You’d think IT would be the perfect kind of business to open in Gaza and that severe travel restrictions wouldn’t harm operations. But there’s more to it than that. The young entrepreneurs had hoped and attempted to collaborate with a West Bank-based company, but none of the three founders were able to get a permit to travel through Erez Crossing, and, despite the technological alternative, real cooperation is hard to come by without actual face time. In May 2014, they tried to get permits to travel to the West Bank to participate in a Palestinian information and communications technologies incubator conference, which was a prerequisite for receiving financial support, but Israel allows travel out of Gaza only to veteran, well-established businesspeople, not promising young entrepreneurs.

Exit through the Egyptian-controlled Rafah crossing also proved difficult. In June 2014, they were supposed to attend a regional seminar hosted by Microsoft in Qatar, but Rafah was closed and it was impossible to travel there. In January 2014, they had been offered an opportunity to participate in a business management competition in Egypt, but once again, they were unable to do so due to access restrictions at Rafah. Despite these difficulties, the company managed to carve itself a niche in the market. It had begun developing management and sales systems as well as doing web design. Reem, the head of marketing, secured a contract to design seven websites for a Saudi company by the name of MagicTech.

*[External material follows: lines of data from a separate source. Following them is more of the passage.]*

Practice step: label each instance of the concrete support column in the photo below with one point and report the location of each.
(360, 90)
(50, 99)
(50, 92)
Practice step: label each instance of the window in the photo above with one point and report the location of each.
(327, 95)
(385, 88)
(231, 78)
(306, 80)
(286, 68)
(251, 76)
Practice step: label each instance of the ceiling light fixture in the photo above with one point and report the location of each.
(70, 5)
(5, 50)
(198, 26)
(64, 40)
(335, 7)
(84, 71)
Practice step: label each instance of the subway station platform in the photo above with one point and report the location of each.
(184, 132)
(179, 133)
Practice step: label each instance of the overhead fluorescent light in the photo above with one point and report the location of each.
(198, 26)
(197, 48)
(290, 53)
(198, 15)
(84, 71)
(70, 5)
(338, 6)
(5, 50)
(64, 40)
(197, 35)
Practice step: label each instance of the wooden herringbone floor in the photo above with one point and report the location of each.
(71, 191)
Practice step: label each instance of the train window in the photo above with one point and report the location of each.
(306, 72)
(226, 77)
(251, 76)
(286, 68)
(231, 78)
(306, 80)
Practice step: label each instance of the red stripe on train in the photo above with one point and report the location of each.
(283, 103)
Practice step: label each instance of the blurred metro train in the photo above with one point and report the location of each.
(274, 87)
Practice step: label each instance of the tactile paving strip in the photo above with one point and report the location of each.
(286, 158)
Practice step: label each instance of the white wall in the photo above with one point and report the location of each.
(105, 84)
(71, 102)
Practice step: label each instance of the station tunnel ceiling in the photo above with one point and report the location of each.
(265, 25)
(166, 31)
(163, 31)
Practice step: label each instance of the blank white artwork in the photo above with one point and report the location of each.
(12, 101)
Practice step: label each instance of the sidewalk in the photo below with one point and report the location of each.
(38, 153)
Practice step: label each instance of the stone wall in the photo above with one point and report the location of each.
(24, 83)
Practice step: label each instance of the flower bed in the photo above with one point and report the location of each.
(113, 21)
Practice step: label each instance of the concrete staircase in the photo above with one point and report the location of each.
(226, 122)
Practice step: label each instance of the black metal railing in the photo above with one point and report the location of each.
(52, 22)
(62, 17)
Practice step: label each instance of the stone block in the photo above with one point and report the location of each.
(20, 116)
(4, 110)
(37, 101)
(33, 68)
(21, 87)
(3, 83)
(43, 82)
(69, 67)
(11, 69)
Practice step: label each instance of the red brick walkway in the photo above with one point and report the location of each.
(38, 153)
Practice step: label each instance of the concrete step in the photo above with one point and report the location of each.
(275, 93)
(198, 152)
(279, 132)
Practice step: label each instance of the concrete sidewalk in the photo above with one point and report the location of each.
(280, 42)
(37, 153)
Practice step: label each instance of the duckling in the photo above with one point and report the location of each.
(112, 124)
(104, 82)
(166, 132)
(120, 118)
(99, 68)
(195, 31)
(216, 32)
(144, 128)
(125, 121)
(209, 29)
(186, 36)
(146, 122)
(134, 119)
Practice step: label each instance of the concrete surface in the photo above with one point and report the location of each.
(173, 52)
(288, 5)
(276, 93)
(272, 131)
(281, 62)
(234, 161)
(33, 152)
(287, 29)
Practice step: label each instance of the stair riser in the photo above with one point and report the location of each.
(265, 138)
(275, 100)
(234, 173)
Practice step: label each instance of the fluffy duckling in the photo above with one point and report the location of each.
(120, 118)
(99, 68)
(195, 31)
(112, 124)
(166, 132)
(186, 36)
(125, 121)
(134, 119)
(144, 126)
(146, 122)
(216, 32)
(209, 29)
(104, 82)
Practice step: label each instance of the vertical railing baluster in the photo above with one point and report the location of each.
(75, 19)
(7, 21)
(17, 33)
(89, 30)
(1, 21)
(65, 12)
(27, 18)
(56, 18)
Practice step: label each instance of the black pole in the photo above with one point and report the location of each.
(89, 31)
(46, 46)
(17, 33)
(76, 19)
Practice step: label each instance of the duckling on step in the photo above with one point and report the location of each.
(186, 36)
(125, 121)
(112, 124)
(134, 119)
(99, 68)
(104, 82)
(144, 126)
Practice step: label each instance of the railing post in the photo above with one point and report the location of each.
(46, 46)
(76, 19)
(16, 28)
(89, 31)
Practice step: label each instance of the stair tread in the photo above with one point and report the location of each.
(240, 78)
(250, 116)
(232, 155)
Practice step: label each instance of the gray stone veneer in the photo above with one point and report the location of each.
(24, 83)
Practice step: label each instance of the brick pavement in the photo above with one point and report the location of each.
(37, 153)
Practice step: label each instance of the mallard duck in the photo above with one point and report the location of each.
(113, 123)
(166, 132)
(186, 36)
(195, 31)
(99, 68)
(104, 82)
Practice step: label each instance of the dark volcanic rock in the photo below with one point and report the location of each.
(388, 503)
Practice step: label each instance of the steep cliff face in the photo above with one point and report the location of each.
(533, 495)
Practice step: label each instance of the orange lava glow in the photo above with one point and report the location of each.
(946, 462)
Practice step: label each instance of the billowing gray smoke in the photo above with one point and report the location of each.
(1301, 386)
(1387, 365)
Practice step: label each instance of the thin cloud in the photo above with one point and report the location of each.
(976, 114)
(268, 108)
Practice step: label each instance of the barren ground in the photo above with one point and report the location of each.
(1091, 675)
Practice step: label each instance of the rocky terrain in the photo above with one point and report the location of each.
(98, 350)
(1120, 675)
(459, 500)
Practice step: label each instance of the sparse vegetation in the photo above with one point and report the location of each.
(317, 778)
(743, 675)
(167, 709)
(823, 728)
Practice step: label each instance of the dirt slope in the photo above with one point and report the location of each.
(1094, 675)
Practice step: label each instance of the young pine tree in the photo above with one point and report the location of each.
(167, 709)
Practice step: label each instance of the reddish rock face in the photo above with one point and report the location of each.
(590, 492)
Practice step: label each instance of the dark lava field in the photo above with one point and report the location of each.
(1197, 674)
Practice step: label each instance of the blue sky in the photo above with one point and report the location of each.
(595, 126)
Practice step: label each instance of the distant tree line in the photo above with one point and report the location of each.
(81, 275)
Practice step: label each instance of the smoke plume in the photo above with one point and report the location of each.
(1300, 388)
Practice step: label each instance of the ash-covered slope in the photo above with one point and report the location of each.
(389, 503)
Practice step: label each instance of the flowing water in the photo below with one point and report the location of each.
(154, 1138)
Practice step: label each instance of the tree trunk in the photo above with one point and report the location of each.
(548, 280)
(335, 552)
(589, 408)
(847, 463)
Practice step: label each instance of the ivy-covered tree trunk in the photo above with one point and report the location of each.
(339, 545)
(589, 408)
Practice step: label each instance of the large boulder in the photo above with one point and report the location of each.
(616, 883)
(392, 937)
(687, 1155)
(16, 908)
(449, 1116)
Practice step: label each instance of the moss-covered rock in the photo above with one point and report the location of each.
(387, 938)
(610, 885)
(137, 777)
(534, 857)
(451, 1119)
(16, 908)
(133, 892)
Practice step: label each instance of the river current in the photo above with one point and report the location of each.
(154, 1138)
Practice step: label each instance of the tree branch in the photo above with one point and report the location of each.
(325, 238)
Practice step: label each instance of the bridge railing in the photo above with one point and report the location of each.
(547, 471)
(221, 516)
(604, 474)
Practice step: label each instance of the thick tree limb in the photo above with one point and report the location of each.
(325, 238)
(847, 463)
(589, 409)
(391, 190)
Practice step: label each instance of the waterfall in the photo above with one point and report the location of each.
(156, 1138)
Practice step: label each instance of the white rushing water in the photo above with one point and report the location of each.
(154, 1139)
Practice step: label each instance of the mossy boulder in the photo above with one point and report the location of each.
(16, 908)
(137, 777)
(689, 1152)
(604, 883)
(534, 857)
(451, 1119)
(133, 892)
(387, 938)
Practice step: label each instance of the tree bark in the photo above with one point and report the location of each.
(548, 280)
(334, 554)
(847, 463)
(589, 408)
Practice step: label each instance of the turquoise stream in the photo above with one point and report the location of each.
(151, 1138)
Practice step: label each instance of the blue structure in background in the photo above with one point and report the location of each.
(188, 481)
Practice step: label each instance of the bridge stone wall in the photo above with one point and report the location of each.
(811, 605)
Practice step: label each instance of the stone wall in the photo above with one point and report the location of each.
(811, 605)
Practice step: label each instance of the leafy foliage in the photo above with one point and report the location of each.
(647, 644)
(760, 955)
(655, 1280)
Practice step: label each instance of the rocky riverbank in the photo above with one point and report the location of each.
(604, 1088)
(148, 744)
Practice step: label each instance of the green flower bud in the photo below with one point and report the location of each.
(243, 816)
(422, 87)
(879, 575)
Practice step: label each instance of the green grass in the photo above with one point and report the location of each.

And then came the summer, and with it, another military operation. They had managed to finish only two of the seven web sites they were contracted to design before Operation Protective Edge began. The building where the company was headquartered was bombed to rubble. “It was shocking to discover that our dreams, our future, had blown up in the blink of an eye”, says Khalil. The company found itself unable to finish the remaining five websites to which it had committed itself. It was also unable to provide support and repair services to other clients whose websites had been finished. Not only did they lose their offices and equipment, lengthy power outages rendered it difficult to work from home, coordinate work hours with clients abroad, or meet deadlines.

They did manage to push a few deadlines back and they’ve returned to labs at UCAS on a temporary basis. No one knows what the future holds. Rents have soared in the wake of the destruction and it’s unclear if they’ll manage to get new equipment and secure new clients and investors amidst so much uncertainty. The business, like any other, requires constant learning, they explain, as there are new developments every day. It’s hard to succeed without meeting new people and learning from them, without attending professional conferences. To make it in IT, you need more than a computer, some talent and an internet connection. You need electricity and a place to work out of. And you also need freedom of movement.